Causative & risk factors
Premature birth or a genetic defect can lead to a patent ductus arteriosus. It can occur in connection with other congenital heart defects. Infection with rubella during pregnancy is associated with a risk of the baby developing patent ductus arteriosus.
Clinical presentation
Presence of a patent ductus arteriosus causes an excessive amount of blood to be pumped from the heart into the lungs, thus overworking both organs. This gives rise to a number of cardiac and respiratory symptoms. The child loses breath easily, even after mild exertion. Babies may become breathless and sweat profusely while feeding. Thus they tend to feed poorly and hence their growth is affected. The patient tires very easily and starts breathing rapidly. The pulse may become rapid (tachycardia) and bounding. Cyanosis may be present. Eventually cardiac enlargement may occur.
Investigations
On physical examination, a heart murmur may be heard. Basic cardiac investigations such as a chest X-ray, an ECG and an echocardiogram are carried out.

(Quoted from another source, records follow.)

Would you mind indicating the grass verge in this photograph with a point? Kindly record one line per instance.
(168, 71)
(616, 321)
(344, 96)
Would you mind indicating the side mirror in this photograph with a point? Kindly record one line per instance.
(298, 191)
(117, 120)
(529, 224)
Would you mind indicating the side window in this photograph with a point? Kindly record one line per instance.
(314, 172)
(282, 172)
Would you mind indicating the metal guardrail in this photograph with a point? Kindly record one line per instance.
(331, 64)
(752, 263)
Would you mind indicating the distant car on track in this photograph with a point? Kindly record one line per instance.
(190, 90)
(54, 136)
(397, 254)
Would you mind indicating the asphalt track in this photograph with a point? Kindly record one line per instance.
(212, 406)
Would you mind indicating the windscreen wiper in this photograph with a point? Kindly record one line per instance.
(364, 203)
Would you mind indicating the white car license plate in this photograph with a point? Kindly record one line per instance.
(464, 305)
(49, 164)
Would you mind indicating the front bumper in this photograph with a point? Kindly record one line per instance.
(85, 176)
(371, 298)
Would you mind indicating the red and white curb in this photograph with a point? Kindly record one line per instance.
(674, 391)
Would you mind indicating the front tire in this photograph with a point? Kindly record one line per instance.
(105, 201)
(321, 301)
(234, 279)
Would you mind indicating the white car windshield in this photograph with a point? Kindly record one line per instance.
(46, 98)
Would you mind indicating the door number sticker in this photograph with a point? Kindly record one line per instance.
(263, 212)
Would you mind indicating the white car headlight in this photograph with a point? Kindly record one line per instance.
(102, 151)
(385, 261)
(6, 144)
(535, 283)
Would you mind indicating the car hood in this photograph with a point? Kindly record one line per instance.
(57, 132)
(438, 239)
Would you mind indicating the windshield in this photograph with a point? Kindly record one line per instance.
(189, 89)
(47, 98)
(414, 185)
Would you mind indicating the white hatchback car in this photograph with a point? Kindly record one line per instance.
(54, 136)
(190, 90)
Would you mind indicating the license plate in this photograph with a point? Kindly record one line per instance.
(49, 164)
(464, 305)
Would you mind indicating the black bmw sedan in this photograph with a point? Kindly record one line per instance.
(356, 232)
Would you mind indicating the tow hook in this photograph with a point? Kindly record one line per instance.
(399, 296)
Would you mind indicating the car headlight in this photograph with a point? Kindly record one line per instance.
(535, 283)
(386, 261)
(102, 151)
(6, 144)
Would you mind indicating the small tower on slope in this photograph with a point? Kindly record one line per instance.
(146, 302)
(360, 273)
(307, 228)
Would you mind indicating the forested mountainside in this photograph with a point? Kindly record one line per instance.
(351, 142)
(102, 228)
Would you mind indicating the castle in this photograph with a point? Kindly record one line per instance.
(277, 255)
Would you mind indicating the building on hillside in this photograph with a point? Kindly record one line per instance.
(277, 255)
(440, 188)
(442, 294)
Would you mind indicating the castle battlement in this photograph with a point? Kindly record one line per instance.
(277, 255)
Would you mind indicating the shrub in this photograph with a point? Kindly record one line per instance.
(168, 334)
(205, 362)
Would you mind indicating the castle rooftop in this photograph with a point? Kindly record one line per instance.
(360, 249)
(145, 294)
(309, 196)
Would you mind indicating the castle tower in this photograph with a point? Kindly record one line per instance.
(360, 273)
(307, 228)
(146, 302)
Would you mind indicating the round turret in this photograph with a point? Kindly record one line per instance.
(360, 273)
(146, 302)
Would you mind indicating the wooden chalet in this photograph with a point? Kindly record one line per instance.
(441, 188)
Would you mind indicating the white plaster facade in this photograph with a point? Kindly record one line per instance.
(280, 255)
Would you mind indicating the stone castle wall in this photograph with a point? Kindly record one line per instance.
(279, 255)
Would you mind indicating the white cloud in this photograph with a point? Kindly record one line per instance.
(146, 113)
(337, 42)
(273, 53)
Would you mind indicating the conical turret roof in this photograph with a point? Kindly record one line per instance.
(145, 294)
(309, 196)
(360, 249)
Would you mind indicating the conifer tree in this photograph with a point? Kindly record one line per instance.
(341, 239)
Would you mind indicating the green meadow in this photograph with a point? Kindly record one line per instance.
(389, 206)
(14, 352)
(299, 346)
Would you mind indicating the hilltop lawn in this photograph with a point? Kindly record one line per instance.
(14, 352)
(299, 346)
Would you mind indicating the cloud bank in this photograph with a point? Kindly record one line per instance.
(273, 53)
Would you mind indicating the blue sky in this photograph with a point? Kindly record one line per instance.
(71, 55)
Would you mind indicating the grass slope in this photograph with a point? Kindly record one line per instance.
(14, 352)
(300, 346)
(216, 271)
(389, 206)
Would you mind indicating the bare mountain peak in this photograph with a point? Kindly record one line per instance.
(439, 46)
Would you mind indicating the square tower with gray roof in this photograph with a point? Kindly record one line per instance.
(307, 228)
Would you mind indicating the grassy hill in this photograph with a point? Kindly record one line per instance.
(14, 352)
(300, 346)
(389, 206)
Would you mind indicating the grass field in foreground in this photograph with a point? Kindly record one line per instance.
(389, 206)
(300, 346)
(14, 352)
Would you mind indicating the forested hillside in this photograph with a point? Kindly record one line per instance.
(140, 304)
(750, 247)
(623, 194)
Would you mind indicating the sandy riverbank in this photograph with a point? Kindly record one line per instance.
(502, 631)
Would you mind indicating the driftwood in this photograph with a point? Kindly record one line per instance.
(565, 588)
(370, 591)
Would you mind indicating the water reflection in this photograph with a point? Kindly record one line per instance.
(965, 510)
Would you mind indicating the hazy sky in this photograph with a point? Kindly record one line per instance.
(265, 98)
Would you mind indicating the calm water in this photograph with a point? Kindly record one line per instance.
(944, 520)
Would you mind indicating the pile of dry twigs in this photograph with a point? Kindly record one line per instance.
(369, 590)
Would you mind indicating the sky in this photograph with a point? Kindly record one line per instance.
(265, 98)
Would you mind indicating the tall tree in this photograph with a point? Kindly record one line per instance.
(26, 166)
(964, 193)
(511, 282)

These can be followed up with specialized investigations such as a cardiac CT or MRI scan and cardiac catheterization.
Treatment
If PDA is diagnosed in a premature infant, certain medications especially nonsteroidal anti-inflammatory drugs will help to close the opening.
A small patent ductus arteriosus only needs to be monitored, since they can close automatically in the first few months of life.
If the PDA fails to close by itself, it can be closed by cardiac catheterization or an open heart surgery.